Archive

Posts Tagged ‘linked data’

Fall 2010 TWC Undergraduate Research Summary

December 20th, 2010

The Fall 2010 semester marked the beginning of the Tetherless World Constellation’s undergraduate research program at Rensselaer Polytechnic Institute (RPI). Although TWC has enjoyed significant contributions from RPI undergrads since its inception, this term we stepped up our game by more “formally” incorporating a group of undergrads into TWC’s research programs, established regular meetings for the group, and with input from the students began outfitting their own space in RPI’s Winslow Building.

Patrick West, my fellow TWC undergrad research coordinator and I asked the students to blog about their work throughout the semester; with the end of term, we asked them to post summary descriptions of their work and their thoughts about the fledgling TWC undergrad research program itself. We’ve provided short summaries and links to those blogs below…
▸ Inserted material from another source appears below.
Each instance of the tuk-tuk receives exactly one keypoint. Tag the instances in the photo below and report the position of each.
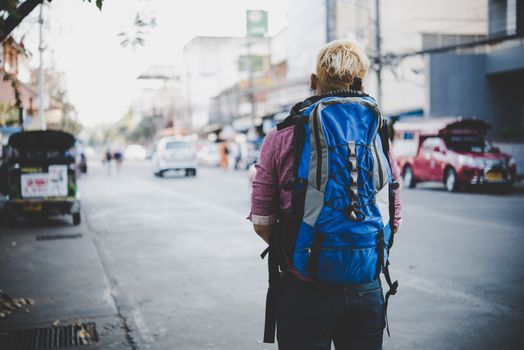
(38, 175)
  • Cameron Helm began the term coming up to speed on SPARQL and RDF, experimented with several of the public TWC endpoints, and then worked with Phillip on basic visualizations. He then slashed his way through the tutorials on TWC’s LOGD Portal, eventually creating impressive visualizations such as this earthquake map. Cameron is very interested in the subject of data visualization and looks to do more work in this area in the future.
  • After a short TWC learning period, Dan Souza began helping doctoral candidate Evan Patton create an Android version of the Mobile Wine Agent application, with all the amazing visualization and data integration required, including Twitter and Facebook integration. Mid-semester Dan also responded to the call to help with the crash” development of the Android/iPhone TalkTracker app, in time for ISWC 2010 in early November. Dan continues to work with Evan and others for early 2011 releases of Android, iPhone/iPad Touch and iPad versions of the Mobile Wine Agent.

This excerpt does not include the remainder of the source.